How exactly do you take an instantly recognisable and distinct flavour like a hot cross bun and squeeze it into an M&M?
Ballarat's Mars facility is home to an award-winning research and development team, which has come up with several inventions to bring new angles to its chocolates - that includes the hot cross bun M&Ms.
Interestingly, the strange seasonal flavours that occasionally appear in stores are planned out years in advance, with collaboration from across the world.
People in different parts of the world like different flavours, so a fresh idea in Australia, for example, could be adapted in a different way in Europe.
Senior manager of product development, James Hayward, is a mechanical engineer by trade who seems to have worked in almost every department at Mars over his career, said it's often a problem-solving exercise.

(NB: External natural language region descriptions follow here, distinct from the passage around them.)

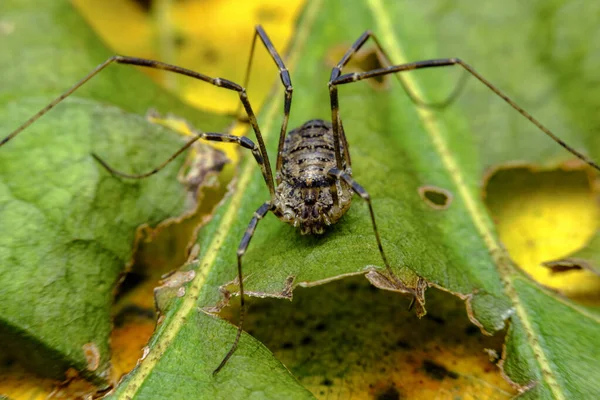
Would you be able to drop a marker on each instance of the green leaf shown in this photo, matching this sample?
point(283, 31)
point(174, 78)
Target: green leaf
point(67, 226)
point(397, 149)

He used the example of honeycomb-flavoured crispy M&Ms - the flavouring was to be added to the centre of the chocolate, which presented a challenge which the Ballarat-based team worked out.
"This is something that's a new innovation I'm really proud that the team have worked on," he said.
"We've tried a number of these things globally before and nobody had been able to crack it, but we kept going, kept trying, and it ended up being nominated for a global Make A Difference award."
Once they solved the problem, other Mars factories could take that idea and run with it, he added.
"Honeycomb crispy might not work in France, but they can take that concept and apply it to a flavour that does," he said.
"Tropical (M&Ms) was in January - pineapple, coconut, chocolate - which is like building on that flavour innovation of having multiple flavours in the one pack.
"That's opposed to (a place like) the US (which) did Neapolitan after we did it, but they did it as all-in-one Neapolitan flavour for every piece, whereas this is three different pieces to blend it up."
But how do you get to the point where these new flavours hit the shelves?
Using the example of the hot cross bun M&M, which were sold in Australia around Easter, Mr Hayward said the process began with thinking about concepts - in this case, seasonally-appropriate ideas.
"In the US, they've been doing seasonal products for years, like pumpkin spice - but would that work here?" he explained.
"So (what are) seasonally relevant flavours that we can activate in our market - what's relevant in Australia? Bush tomato M&Ms, probably not, but hot cross buns are pretty popular."
From there, it's an "iterative" process to nail down exactly what makes a hot cross bun a hot cross bun, because everybody has a different idea of what that means - the balance of fruit and spices, for example.
"We did a lamington flavour last year - but a key question was, do lamingtons have jam?" he said.
"That's very conflicting - some people grew up with no jam in their lamingtons."
The product development team works with flavour houses to find the right blend for prototypes - natural and man-made flavours are used, and the ingredients list on the back of the packet just lists "flavours" - which are then tested internally.
"It could have come from 20 different flavours we've brought in from different suppliers, but then once you've got the flavour profile, then you've got to do a range of levels from stronger to weaker to appeal to hopefully appeal to the mass of people in the centre," Mr Hayward said.
The development process for that particular flavour took between nine to 12 months, he added, though it can take longer, especially if there needs to be changes in the production process like with the honeycomb crispy M&Ms.
Mr Hayward encouraged students to think big, especially if they were afraid of being pigeon-holed.
"I went to uni to learn how to learn, to problem solve, and I've found that with every role I've done, that's all you need - pick up things quickly, be curious, be prepared to take risks and challenge yourself, and surround yourself with good people," he said.
"It's a classic quote but it's so true."